3838 – fn:codepoints-to-string should allow any infoset character

This is an archived snapshot of W3C's public bugzilla bug tracker, decommissioned in April 2019. Please see the home page for more details.

Bug 3838 - fn:codepoints-to-string should allow any infoset character

Summary: fn:codepoints-to-string should allow any infoset character

Status:	CLOSED LATER

Alias:	None

Product:	XPath / XQuery / XSLT
Classification:	Unclassified
Component:	Functions and Operators 1.0 (show other bugs)
Version:	Candidate Recommendation
Hardware:	PC Linux

Importance:	P2 enhancement
Target Milestone:	---
Assignee:	Ashok Malhotra
QA Contact:	Mailing list for public feedback on specs from XSL and XML Query WGs

URL:
Whiteboard:
Keywords:

Depends on:
Blocks:

Reported:	2006-10-15 20:08 UTC by Per Bothner
Modified:	2006-10-19 00:29 UTC (History)
CC List:	0 users

See Also:

Attachments

Description Per Bothner 2006-10-15 20:08:31 UTC

The specification of 7.2.1 fn:codepoints-to-string says:

  If any of the code points in $arg is not a legal XML character, an error is raised.

Why?  What is the rationale for this?  I thought XQuery was supposed be useful not *only* for XML files, but more generally useful for datasets compatible with XML inforsets, which are not always XML files.

Furthermore, there is a "Text" output method,  One might want to emit text files which are not always XML files.

The infoset specification says about characters:
  [character code] The ISO 10646 character code (in the range 0 to #x10FFFF,   though not every value in this range is a legal XML character code) of the   character.

codepoints-to-string should allow all Unicode characters, possibly excepted surrogates.  (Though allowing a pair of surrogate characters might be useful too.)

See also 3776, relating to tests in the testsuite.

Comment 1 Michael Kay 2006-10-15 22:14:12 UTC

There are of course use cases for such an enhancement, but this is not the time to be considering enhancements.

There are also considerable technical complications in allowing the string data type to use a wider character set than XML permits. For example, it would require a careful look at the rules for regular expressions.
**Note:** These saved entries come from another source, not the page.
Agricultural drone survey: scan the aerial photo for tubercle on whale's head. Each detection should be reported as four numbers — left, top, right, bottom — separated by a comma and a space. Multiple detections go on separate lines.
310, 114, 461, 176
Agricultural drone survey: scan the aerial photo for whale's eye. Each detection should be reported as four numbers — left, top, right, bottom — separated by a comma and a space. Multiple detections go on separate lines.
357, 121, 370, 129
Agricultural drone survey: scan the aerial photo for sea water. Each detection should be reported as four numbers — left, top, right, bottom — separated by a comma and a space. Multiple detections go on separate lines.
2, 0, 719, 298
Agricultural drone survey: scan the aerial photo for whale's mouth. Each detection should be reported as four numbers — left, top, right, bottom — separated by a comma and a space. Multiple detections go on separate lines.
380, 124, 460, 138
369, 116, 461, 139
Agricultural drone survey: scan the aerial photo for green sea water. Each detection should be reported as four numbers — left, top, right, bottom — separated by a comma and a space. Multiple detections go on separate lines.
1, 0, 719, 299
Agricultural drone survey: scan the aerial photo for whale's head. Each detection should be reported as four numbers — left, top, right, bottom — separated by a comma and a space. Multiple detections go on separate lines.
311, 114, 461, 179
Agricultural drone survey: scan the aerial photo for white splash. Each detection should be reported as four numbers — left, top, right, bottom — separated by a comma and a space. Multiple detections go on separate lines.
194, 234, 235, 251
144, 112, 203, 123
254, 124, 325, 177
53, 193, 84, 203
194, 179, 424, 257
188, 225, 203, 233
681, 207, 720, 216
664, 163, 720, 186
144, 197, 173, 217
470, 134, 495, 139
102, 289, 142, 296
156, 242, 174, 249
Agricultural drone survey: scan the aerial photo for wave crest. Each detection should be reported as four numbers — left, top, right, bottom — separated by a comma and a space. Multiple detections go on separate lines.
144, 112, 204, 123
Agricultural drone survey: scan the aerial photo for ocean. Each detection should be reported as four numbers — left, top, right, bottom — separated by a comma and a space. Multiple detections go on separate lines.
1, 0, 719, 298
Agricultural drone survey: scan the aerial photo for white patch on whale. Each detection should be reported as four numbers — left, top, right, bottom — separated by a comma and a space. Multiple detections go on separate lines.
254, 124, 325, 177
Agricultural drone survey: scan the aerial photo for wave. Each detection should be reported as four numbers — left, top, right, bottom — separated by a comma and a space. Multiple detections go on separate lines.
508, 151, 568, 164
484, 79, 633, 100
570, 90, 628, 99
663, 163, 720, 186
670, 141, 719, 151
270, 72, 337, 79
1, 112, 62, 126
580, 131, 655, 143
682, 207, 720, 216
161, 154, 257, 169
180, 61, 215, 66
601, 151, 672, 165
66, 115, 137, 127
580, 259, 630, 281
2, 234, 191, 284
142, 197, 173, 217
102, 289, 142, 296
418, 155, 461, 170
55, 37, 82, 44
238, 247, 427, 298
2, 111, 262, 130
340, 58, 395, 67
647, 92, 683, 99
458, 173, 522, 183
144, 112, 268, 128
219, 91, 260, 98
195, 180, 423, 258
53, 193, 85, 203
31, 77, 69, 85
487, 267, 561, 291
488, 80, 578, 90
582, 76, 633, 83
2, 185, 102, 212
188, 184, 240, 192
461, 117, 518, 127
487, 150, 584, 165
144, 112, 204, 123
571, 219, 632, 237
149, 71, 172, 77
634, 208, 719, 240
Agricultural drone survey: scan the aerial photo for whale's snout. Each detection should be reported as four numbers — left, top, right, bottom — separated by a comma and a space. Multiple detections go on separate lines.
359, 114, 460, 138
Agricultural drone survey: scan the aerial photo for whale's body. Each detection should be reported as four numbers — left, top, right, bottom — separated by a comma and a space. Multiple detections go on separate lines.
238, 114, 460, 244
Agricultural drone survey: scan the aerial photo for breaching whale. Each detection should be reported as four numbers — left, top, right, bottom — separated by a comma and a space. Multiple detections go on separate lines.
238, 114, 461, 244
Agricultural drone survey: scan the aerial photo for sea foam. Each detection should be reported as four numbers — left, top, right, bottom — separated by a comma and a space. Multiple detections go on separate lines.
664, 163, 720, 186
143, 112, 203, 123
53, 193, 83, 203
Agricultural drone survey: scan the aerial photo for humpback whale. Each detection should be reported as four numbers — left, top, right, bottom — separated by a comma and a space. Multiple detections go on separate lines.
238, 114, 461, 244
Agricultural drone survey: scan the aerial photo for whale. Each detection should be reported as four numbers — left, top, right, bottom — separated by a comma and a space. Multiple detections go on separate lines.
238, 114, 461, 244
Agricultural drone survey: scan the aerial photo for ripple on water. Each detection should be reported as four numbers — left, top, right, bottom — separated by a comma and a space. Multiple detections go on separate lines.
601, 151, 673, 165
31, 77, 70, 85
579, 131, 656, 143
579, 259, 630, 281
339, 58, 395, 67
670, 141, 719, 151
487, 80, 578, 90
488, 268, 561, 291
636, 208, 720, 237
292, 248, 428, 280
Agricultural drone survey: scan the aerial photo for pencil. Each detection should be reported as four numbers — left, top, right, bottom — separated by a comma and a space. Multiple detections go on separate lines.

There's also a potentially significant performance penalty if characters in a string have to be checked for XML-validity at the time text or attribute nodes are constructed, rather than at the time the string is constructed.

Apart from that, the XML working group chose consciously to disallow certain characters, and we should respect that decision unless there are very compelling reasons. Sometimes it's more important to be consistent than to be right. The XPath data model should have XML as its foundation.

Comment 2 Per Bothner 2006-10-16 01:02:48 UTC

(In reply to comment #1)
> There are of course use cases for such an enhancement, but this is not the time
> to be considering enhancements.

I can certainly understand that.

I might suggest making it implementation-defined what happens if a codepoint is not an XML character, rather than requiring an error to be raised, but I understand there would be reluctance even for that.

> There are also considerable technical complications in allowing the string data
> type to use a wider character set than XML permits. For example, it would
> require a careful look at the rules for regular expressions.

I can see one would want to read through the rules to avoid any inconsistencies, but I can't imagine any fundamental problems.  Java (and Perl) regular expressions obviously aren't restricted to XML characters.

> There's also a
> potentially significant performance penalty if characters in a string have to
> be checked for XML-validity at the time text or attribute nodes are
> constructed, rather than at the time the string is constructed.

Alternatively, you do the checking for XML-validity at serialization time.  You have to do that anyway, to check which characters need to be encoded or escaped.  

This makes sense if one extends the datamodel to match the infoset model, in allowing arbitrary characters in text modes (and also attribute values, comments, and processing-instructions).  But I agree the issues to be considered are too big for this point..

> Apart from that, the XML working group chose consciously to disallow certain
> characters, and we should respect that decision unless there are very
> compelling reasons. Sometimes it's more important to be consistent than to be
> right.

The XML working group seems to have disallow many fewer characters in XML 1.1, now only disallowing 0, surrogages, FFFE, and FFFF.

> The XPath data model should have XML as its foundation.

I have mixed feelings about this philosophy.  A more general data model that just happens to subsume XML infoset model can also be very useful.

One issue is being able to use general-purpose libraries that do not have to be specially-written for XQuery/XPath.  For example one would like to use common libraries for regular expressions or more generally string-hamdling across multiple languages rather than writing XPath-specific string functions.  That is often difficult because of minor specification differences.

If there is a list of issues to be considered for XQuery 1.1, perhaps this could be added to it?  Apart from that, I won't object to closing this issue.

Comment 3 Jim Melton 2006-10-19 00:28:40 UTC

Per, thanks for your reasoned response.  Based on that response, I will mark this item as an ENHANCEMENT and CLOSE it on that basis (changing the resolution to LATER).  In addition, I will add it to the list of things being considered for any possible future version of XQuery. 

Jim (acting unilaterally as co-chair)